A file is basically data on a physical file system and a reference on logical file system. The file name including its extension is part of the logical layer. Once a file is removed from this layer, the physical blocks (now without a reference from the logical layer) are marked as available. In this stage, the contents of the file are still readable until it gets overwritten with another file, but the name and extension are gone.
Therefore, data recovery of a removed file depends more on the data format than the extension.

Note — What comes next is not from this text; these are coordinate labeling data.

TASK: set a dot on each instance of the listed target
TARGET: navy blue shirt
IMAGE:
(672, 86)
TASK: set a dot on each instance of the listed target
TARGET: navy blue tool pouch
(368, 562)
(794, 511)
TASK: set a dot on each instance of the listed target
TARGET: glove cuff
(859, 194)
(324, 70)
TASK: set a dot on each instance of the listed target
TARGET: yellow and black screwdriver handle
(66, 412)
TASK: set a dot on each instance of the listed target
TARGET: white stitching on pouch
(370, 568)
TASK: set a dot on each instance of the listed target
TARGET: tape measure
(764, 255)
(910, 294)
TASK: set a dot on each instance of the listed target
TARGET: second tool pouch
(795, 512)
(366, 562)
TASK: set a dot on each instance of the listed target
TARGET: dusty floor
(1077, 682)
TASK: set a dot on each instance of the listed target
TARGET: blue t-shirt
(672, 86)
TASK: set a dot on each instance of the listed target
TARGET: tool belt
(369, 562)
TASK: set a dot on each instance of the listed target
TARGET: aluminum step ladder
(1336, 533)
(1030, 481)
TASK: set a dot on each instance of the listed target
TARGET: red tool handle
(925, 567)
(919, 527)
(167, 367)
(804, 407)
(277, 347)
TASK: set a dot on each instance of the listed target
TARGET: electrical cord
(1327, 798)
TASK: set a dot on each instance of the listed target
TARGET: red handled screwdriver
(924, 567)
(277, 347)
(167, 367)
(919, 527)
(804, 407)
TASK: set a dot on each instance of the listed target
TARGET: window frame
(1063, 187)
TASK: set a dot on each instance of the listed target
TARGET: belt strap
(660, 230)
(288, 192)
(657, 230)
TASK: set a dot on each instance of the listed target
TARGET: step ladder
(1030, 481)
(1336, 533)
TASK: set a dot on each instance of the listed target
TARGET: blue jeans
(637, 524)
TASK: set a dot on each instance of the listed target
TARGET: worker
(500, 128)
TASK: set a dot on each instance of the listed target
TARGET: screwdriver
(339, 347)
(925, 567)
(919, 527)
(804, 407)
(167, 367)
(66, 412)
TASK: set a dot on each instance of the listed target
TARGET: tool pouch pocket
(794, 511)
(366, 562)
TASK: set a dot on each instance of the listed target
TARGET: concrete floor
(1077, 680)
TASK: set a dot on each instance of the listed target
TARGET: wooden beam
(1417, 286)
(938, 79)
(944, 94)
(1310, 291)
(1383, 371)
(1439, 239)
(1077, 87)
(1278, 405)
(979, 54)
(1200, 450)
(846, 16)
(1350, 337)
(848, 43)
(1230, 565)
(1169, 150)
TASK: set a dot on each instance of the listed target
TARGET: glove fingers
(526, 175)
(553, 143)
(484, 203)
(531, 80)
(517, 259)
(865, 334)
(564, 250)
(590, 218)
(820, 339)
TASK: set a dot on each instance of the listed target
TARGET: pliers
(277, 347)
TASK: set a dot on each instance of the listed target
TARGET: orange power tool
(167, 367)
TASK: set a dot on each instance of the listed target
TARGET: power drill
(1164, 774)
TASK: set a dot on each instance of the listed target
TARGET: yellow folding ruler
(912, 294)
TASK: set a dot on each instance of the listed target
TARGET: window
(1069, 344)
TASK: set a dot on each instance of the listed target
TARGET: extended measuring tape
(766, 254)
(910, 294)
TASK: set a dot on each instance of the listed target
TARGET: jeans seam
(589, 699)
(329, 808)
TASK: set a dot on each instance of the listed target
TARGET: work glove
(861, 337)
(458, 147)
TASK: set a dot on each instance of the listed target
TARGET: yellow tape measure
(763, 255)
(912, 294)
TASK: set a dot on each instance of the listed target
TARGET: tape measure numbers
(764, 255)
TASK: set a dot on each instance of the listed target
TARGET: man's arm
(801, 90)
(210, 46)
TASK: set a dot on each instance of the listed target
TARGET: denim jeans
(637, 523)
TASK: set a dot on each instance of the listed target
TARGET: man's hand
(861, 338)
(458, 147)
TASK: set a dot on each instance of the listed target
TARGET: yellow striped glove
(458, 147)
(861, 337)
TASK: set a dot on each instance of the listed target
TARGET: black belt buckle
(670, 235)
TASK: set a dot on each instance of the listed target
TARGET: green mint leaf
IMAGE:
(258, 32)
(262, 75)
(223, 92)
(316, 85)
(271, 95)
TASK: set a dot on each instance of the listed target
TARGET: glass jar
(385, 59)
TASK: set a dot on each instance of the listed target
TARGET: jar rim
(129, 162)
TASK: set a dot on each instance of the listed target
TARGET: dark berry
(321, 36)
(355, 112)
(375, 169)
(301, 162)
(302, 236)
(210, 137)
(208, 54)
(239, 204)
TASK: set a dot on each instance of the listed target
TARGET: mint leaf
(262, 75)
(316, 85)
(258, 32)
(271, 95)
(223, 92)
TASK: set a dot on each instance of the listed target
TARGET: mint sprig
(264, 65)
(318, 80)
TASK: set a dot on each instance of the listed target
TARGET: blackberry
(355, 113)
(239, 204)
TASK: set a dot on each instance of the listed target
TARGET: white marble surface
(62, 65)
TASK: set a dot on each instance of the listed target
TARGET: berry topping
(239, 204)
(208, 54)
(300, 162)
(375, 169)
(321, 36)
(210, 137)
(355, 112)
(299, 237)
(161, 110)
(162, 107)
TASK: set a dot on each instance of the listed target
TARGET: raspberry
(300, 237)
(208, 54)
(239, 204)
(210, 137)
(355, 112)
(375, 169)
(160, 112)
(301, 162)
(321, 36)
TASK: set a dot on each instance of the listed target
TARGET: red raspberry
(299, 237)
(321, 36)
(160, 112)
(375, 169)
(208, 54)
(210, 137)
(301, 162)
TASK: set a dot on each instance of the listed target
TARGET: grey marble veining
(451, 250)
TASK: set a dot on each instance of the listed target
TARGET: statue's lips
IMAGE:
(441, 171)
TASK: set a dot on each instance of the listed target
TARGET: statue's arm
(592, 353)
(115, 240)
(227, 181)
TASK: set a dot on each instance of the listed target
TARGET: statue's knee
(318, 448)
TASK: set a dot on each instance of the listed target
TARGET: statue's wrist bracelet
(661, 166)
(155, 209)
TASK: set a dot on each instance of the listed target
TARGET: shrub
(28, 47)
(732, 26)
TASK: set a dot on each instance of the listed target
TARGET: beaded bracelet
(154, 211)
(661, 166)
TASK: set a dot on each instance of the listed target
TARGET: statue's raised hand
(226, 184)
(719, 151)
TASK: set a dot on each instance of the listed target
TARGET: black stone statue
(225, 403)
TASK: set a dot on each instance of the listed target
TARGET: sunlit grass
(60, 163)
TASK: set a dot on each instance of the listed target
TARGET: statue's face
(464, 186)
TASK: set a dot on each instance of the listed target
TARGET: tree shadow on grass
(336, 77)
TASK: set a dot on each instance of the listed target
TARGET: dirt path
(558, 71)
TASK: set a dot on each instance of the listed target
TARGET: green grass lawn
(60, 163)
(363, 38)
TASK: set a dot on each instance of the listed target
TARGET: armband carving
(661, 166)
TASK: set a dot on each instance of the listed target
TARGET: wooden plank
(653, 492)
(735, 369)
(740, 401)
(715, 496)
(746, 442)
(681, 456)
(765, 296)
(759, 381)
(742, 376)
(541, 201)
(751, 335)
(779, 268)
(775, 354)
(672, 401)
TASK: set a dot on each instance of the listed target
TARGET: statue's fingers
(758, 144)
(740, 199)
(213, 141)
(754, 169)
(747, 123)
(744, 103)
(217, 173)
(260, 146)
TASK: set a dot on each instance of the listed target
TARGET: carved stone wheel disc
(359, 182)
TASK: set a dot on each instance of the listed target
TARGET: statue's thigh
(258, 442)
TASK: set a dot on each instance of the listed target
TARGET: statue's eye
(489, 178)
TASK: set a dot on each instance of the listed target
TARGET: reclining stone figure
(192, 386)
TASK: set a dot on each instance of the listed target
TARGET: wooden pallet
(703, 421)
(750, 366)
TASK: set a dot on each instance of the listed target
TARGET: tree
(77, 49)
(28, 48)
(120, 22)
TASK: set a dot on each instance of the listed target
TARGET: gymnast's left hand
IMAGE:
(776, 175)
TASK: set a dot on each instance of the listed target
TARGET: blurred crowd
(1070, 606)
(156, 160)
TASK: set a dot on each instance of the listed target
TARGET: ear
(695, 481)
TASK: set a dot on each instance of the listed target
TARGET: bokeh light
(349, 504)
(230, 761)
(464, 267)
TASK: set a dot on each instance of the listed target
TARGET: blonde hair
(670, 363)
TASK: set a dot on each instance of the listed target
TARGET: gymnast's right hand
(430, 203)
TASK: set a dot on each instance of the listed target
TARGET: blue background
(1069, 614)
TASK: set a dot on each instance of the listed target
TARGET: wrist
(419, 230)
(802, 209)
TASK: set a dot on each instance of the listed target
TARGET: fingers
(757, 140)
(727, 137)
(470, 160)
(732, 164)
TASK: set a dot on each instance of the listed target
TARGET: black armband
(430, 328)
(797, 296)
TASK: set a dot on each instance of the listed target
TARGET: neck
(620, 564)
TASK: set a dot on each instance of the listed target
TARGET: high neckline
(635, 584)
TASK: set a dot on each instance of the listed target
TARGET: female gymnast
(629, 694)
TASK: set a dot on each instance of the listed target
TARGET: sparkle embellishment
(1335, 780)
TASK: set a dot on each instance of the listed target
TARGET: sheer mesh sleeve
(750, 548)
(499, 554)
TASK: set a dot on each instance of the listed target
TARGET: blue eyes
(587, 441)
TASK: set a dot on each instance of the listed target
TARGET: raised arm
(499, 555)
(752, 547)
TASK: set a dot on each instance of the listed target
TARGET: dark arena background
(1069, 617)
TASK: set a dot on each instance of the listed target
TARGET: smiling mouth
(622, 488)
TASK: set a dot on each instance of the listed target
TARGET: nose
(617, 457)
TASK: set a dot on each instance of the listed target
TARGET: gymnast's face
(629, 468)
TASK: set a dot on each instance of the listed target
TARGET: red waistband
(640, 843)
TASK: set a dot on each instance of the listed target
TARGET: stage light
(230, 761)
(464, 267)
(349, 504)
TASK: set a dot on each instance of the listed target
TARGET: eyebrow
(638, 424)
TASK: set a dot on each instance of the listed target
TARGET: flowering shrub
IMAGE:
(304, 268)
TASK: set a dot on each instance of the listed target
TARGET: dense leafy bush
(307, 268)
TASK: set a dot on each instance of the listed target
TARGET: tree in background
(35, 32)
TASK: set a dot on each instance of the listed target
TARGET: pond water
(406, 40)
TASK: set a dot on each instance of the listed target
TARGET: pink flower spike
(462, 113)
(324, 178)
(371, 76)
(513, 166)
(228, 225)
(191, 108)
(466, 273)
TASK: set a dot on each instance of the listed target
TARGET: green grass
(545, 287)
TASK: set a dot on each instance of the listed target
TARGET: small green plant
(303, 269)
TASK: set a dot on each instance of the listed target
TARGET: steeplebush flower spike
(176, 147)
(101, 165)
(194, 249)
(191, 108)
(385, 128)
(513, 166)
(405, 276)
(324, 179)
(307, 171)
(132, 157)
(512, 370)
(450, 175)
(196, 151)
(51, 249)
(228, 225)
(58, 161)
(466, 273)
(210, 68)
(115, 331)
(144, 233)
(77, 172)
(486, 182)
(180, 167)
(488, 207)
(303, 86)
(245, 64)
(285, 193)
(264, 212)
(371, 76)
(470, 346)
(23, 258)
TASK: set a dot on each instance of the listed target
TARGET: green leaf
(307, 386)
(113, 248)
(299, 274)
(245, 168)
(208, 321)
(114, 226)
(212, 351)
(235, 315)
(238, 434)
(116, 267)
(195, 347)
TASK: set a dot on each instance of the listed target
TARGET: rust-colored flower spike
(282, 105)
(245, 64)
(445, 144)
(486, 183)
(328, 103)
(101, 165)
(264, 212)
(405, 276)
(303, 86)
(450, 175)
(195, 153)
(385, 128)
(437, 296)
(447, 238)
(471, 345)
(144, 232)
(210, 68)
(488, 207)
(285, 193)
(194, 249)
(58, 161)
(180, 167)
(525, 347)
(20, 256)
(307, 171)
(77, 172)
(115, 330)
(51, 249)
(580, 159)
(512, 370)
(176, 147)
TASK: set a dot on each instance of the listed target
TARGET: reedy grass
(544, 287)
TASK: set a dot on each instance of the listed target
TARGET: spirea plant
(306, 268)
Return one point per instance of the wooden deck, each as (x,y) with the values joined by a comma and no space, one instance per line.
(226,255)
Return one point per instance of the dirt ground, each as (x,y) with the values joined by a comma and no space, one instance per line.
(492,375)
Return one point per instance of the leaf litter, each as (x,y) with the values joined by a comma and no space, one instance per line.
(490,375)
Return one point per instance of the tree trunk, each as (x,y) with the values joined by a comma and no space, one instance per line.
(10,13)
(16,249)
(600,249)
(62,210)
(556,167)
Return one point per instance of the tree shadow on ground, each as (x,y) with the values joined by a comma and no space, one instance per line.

Some formats are, unless the file was fragmented, easier to recognize by clear and strictly defined beginnings and endings. Some examples include:
- JPEG images (and derived formats) are sequences of segments, each beginning and most ending with a marker, like
0xFFD8
Start Of Image and 0xFFD9
End of Image.
- A ZIP archive consist of file entries and ends with a central directory referencing these files. It is like a small file system within a single file.
- TAR archives have a 512 byte header for each file followed by the file rounded up to multiple of 512 bytes and padded (typically with zeroes).
- From text files, e.g., XML is easy to recognize, as it may start with
<?xml
and consists of root element and child elements, each having a defined ending.
- Modern Microsoft Office files a.k.a. Office Open XML files are ZIP packed XML-based documents.
As these files are that recognizable, they are faster to recover. The time depends on how many formats there has to be defined, recognized and analyzed. E.g., if you know you are only after JPEG images you can narrow this process down to JPEG markers.